En Europe, les appels à l'unité et le concert de louanges à l'endroit de Mme Lagarde se sont poursuivis. Le porte-parole du gouvernement allemand, Steffen Seibert, a souligné sa "grande compétence" "sur la scène internationale", indiquant que Berlin la soutenait "fortement". Le président de la Commission européenne, José Manuel Barroso, a salué une candidate "très respectée sur le plan international", et a vanté ses "qualités".
Le ministre des finances belge, Didier Reynders, qui s'était dit intéressé par le poste, s'est finalement rangé derrière Mme Lagarde. "Je soutiendrai un consensus européen sur son nom", a-t-il écrit sur son compte Twitter. En dehors de l'Europe, seul un pays a déclaré publiquement soutenir Mme Lagarde : le Congo, dimanche. Les membres de l'Union européenne détiennent sept sièges sur les vingt-quatre du conseil d'administration du FMI, l'instance qui doit désigner le successeur de Dominique Strauss-Kahn "par consensus", ou à défaut par un vote.
"ABANDONNER LA CONVENTION NON ÉCRITE ET OBSOLÈTE QUI PRÉVOIT QUE LE DIRIGEANT DU FMI SOIT FORCÉMENT EUROPÉEN"
Cinq administrateurs, représentant le groupe des pays émergents dits "Brics" (Brésil, Russie, Inde, Chine et Afrique du Sud), sont sortis de leur réserve habituelle, mardi soir, pour critiquer l'empressement des Européens à garder le poste de directeur général, qu'ils monopolisent depuis soixante-cinq ans.

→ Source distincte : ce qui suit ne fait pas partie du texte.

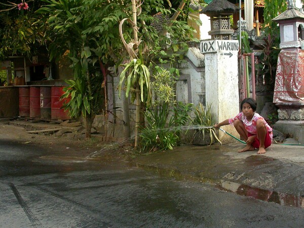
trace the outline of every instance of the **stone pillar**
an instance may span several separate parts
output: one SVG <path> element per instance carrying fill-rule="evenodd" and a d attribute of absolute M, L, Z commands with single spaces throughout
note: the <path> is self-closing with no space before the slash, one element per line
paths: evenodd
<path fill-rule="evenodd" d="M 304 143 L 304 50 L 283 49 L 278 58 L 274 103 L 279 109 L 275 129 Z"/>
<path fill-rule="evenodd" d="M 234 117 L 239 112 L 238 53 L 239 42 L 214 40 L 202 41 L 201 51 L 205 55 L 206 104 L 211 104 L 216 121 Z M 222 129 L 239 135 L 233 126 Z M 231 141 L 228 135 L 219 131 L 222 142 Z"/>

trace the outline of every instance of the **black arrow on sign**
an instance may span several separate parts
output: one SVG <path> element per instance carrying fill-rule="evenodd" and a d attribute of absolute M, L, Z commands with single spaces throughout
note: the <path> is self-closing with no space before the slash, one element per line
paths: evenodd
<path fill-rule="evenodd" d="M 224 55 L 229 55 L 229 58 L 231 58 L 231 56 L 233 55 L 233 54 L 231 52 L 229 52 L 229 53 L 224 53 Z"/>

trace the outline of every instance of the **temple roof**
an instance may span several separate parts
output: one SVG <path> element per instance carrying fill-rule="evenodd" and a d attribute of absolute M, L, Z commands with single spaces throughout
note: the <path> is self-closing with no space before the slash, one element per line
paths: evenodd
<path fill-rule="evenodd" d="M 291 8 L 285 11 L 277 17 L 274 18 L 273 20 L 275 21 L 280 21 L 296 18 L 304 19 L 304 14 L 296 10 L 294 8 Z"/>
<path fill-rule="evenodd" d="M 200 12 L 209 17 L 219 15 L 231 15 L 239 8 L 227 0 L 213 0 Z"/>

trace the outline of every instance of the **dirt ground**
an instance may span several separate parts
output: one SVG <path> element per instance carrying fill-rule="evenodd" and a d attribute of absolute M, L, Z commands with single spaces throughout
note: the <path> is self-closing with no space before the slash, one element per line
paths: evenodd
<path fill-rule="evenodd" d="M 0 141 L 32 144 L 66 156 L 83 157 L 96 151 L 99 157 L 126 157 L 132 154 L 132 148 L 130 146 L 117 142 L 101 142 L 102 135 L 99 134 L 92 134 L 91 139 L 85 140 L 85 134 L 77 131 L 59 135 L 56 134 L 58 131 L 28 133 L 59 127 L 60 125 L 54 123 L 24 121 L 0 122 Z"/>

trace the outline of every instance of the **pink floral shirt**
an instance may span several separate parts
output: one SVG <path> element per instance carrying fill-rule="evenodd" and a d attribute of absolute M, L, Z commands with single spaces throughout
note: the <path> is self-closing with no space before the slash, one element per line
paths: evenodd
<path fill-rule="evenodd" d="M 240 120 L 242 121 L 244 123 L 244 126 L 245 126 L 245 129 L 247 130 L 247 131 L 249 133 L 250 133 L 252 134 L 256 135 L 256 121 L 257 120 L 263 120 L 263 122 L 264 122 L 264 124 L 266 126 L 266 129 L 267 131 L 269 132 L 269 136 L 272 141 L 273 139 L 273 133 L 272 133 L 272 128 L 268 125 L 267 122 L 265 121 L 264 118 L 260 116 L 259 114 L 255 112 L 253 115 L 253 117 L 250 121 L 248 121 L 245 116 L 243 112 L 240 112 L 239 114 L 237 115 L 236 117 L 231 118 L 229 120 L 229 123 L 230 124 L 232 124 L 234 121 L 236 120 Z"/>

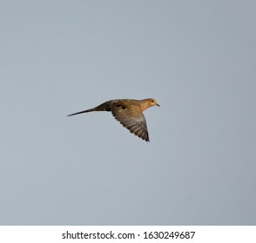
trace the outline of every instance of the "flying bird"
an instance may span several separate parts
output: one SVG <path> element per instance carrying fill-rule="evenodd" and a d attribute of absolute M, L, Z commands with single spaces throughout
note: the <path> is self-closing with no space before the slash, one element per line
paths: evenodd
<path fill-rule="evenodd" d="M 150 107 L 158 106 L 155 99 L 145 100 L 111 100 L 99 106 L 71 114 L 68 116 L 91 111 L 111 111 L 112 115 L 131 133 L 149 141 L 146 122 L 143 112 Z"/>

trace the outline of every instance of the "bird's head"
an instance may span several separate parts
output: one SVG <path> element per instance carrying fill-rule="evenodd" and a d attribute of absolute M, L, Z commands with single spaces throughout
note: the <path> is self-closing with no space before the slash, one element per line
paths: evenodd
<path fill-rule="evenodd" d="M 145 99 L 142 101 L 142 103 L 140 105 L 142 111 L 145 110 L 146 108 L 152 107 L 152 106 L 160 106 L 158 104 L 157 101 L 155 99 Z"/>

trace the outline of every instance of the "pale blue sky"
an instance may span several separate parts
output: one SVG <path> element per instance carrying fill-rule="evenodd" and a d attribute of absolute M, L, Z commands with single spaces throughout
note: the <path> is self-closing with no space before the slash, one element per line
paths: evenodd
<path fill-rule="evenodd" d="M 0 1 L 1 225 L 255 225 L 255 1 Z M 158 100 L 151 142 L 111 113 Z"/>

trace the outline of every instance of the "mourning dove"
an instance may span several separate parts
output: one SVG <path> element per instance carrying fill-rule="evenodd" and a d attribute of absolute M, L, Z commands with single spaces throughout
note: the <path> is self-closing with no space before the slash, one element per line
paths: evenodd
<path fill-rule="evenodd" d="M 154 99 L 145 99 L 141 101 L 128 99 L 111 100 L 96 108 L 71 114 L 68 116 L 91 111 L 111 111 L 113 116 L 125 128 L 129 129 L 131 133 L 149 141 L 149 135 L 143 111 L 152 106 L 159 106 Z"/>

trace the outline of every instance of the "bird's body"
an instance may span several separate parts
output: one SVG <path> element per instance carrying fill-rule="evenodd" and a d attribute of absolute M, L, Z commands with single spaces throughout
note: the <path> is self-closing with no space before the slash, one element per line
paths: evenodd
<path fill-rule="evenodd" d="M 154 99 L 130 100 L 119 99 L 111 100 L 92 108 L 77 112 L 68 116 L 91 111 L 111 111 L 113 116 L 131 133 L 149 141 L 146 122 L 143 112 L 152 107 L 159 106 Z"/>

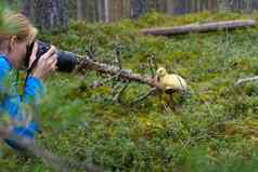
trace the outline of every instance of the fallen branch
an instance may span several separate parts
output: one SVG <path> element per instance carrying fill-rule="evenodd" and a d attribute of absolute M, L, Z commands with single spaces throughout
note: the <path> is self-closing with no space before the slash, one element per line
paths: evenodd
<path fill-rule="evenodd" d="M 243 27 L 256 26 L 256 21 L 254 19 L 238 19 L 238 21 L 228 21 L 228 22 L 214 22 L 206 24 L 191 24 L 185 26 L 177 27 L 162 27 L 162 28 L 150 28 L 142 29 L 140 32 L 144 35 L 153 36 L 175 36 L 184 35 L 190 32 L 208 32 L 217 31 L 223 29 L 236 29 Z"/>
<path fill-rule="evenodd" d="M 112 76 L 129 80 L 136 81 L 140 83 L 149 84 L 151 88 L 156 88 L 157 90 L 162 90 L 162 85 L 156 81 L 155 78 L 149 75 L 140 75 L 132 72 L 130 69 L 120 69 L 116 66 L 111 66 L 104 63 L 95 62 L 88 56 L 78 56 L 78 69 L 87 69 L 87 70 L 95 70 L 102 74 L 109 74 Z"/>

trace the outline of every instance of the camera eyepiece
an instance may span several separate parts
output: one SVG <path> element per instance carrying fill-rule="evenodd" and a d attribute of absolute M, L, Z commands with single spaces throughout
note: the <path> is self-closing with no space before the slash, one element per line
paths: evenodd
<path fill-rule="evenodd" d="M 31 66 L 29 67 L 29 57 L 33 53 L 35 42 L 38 43 L 38 51 L 36 53 L 35 62 L 33 62 Z M 46 42 L 42 42 L 39 40 L 37 40 L 35 42 L 33 42 L 30 45 L 27 47 L 25 67 L 29 68 L 29 70 L 33 70 L 36 67 L 40 56 L 43 55 L 44 53 L 47 53 L 51 48 L 50 44 L 48 44 Z M 60 70 L 60 71 L 72 72 L 76 66 L 76 54 L 74 54 L 72 52 L 67 52 L 67 51 L 57 50 L 56 66 L 57 66 L 57 70 Z"/>

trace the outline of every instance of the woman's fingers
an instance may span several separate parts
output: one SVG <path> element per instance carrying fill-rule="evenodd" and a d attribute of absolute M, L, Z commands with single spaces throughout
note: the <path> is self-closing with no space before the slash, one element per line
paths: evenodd
<path fill-rule="evenodd" d="M 29 57 L 29 67 L 31 66 L 31 64 L 34 63 L 34 61 L 36 59 L 36 54 L 38 52 L 38 43 L 35 42 L 34 43 L 34 49 L 33 49 L 33 52 L 31 52 L 31 55 Z"/>
<path fill-rule="evenodd" d="M 56 49 L 54 47 L 51 45 L 51 48 L 49 49 L 49 51 L 47 53 L 44 53 L 42 55 L 42 58 L 50 58 L 53 54 L 56 53 Z"/>

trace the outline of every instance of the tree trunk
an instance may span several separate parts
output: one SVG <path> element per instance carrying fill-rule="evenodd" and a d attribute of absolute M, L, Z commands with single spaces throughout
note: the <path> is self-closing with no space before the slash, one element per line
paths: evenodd
<path fill-rule="evenodd" d="M 146 0 L 131 0 L 131 17 L 138 18 L 146 11 Z"/>
<path fill-rule="evenodd" d="M 69 22 L 68 0 L 36 0 L 35 18 L 43 29 L 66 29 Z"/>

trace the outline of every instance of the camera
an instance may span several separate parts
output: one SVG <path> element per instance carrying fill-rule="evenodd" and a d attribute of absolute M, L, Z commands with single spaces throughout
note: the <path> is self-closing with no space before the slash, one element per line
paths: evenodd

"Une procédure véritablement transparente, selon eux,exige d'abandonner la convention non écrite et obsolète qui prévoit que le dirigeant du FMI soit forcément européen." Mais ces pays n'ont pas de candidat commun. Et ils sont conscients de la difficulté d'en imposer un face à Mme Lagarde, très écoutée et influente au G20.
"Nous devons reconnaître que les relations internationales sont des relations de pouvoir et que ceux qui détiennent le pouvoir ne veulent pas céder du terrain facilement", a affirmé le premier ministre indien, Manmohan Singh, à l'issue d'un sommet Inde-Afrique, à Addis-Abeba.
En outre, un diplomate russe a laissé entendre, de Bruxelles, que son pays pourrait finalement apporter son soutien à la ministre des finances françaises. Une enquête judiciaire par laquelle est menacée la ministre des finances française dans un dossier impliquant l'homme d'affaires Bernard Tapie "est le seul point faible de Lagarde", a indiqué Aleksandr Krestiyanov, chargé d'affaires à la représentation de la Russie auprès de l'Union européenne à Bruxelles. "Nous soutiendrons un bon professionnel, qu'il vienne d'Europe ou d'un autre pays", a-t-il encore dit.